Standard abbreviations
- ISO 4: Georget. J. Int. Aff.

Indexing
- ISSN: 1526-0054
- LCCN: sn99008914
- JSTOR: 15260054
- OCLC no.: 863042378

Links
- Journal homepage; Online access; Online archive at Project MUSE;

= Georgetown Journal of International Affairs =

The Georgetown Journal of International Affairs is an annual peer-reviewed academic journal covering international affairs. It is published by the Johns Hopkins University Press on behalf of the Walsh School of Foreign Service. The journal publishes articles from a wide range of international and interdisciplinary perspectives.
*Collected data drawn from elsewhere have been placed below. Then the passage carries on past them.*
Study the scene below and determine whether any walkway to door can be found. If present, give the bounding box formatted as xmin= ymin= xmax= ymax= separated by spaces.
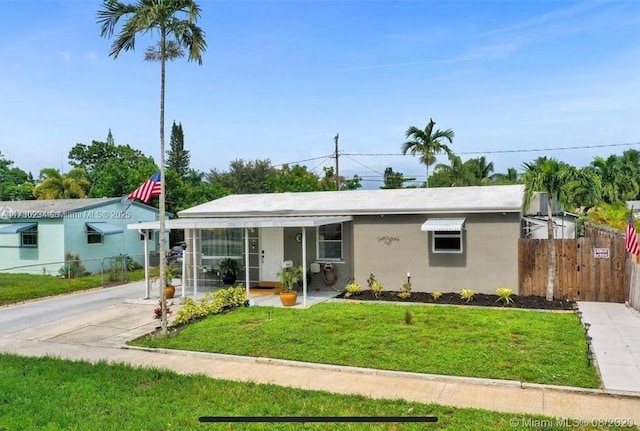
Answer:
xmin=577 ymin=301 xmax=640 ymax=394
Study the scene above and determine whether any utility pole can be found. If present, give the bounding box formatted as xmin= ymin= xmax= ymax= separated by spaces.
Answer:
xmin=334 ymin=133 xmax=340 ymax=190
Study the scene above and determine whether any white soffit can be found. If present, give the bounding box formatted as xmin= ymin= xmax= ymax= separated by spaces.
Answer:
xmin=421 ymin=218 xmax=466 ymax=232
xmin=128 ymin=216 xmax=353 ymax=231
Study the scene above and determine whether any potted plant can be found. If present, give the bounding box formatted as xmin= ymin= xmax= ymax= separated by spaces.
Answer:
xmin=219 ymin=257 xmax=240 ymax=285
xmin=150 ymin=261 xmax=179 ymax=299
xmin=277 ymin=265 xmax=303 ymax=306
The journal was established in 2000 and is indexed in Columbia International Affairs Online, ProQuest databases, Hein Online, Thomson Gale, and the Public Affairs Information Service. The print edition is published annually.

==Organization==
The organization has seven editorial sections (Conflict & Security, Global Governance, Human Rights & Development, Business & Economics, Science & Technology, Society & Culture, and Dialogues). The editors-in-chief of the online edition are Roman Messali and Sofia Wolinksi. The editors-in-chief of the print edition are Julio Wang Yuki Zhang. The organization also includes an Operations section, led by the Managing Editor, Kate Huntley, and a Development section, led by the Executive Director, Ewan Wilson.

== 37th & The World ==
37th & The World is the official podcast of the Georgetown Journal of International Affairs. The podcast dives into key global trends and speak directly with the experts working on these critical issues. Undergraduate and graduate student editors host conversations with scholars and practitioners on the subjects they find important and engaging.

==Notable alumni==
- Ned Price, current Spokesperson for the U.S. Department of State and former Special Assistant to President Barack Obama.
- Parag Khanna, specialist in international relations and managing partner of FutureMap.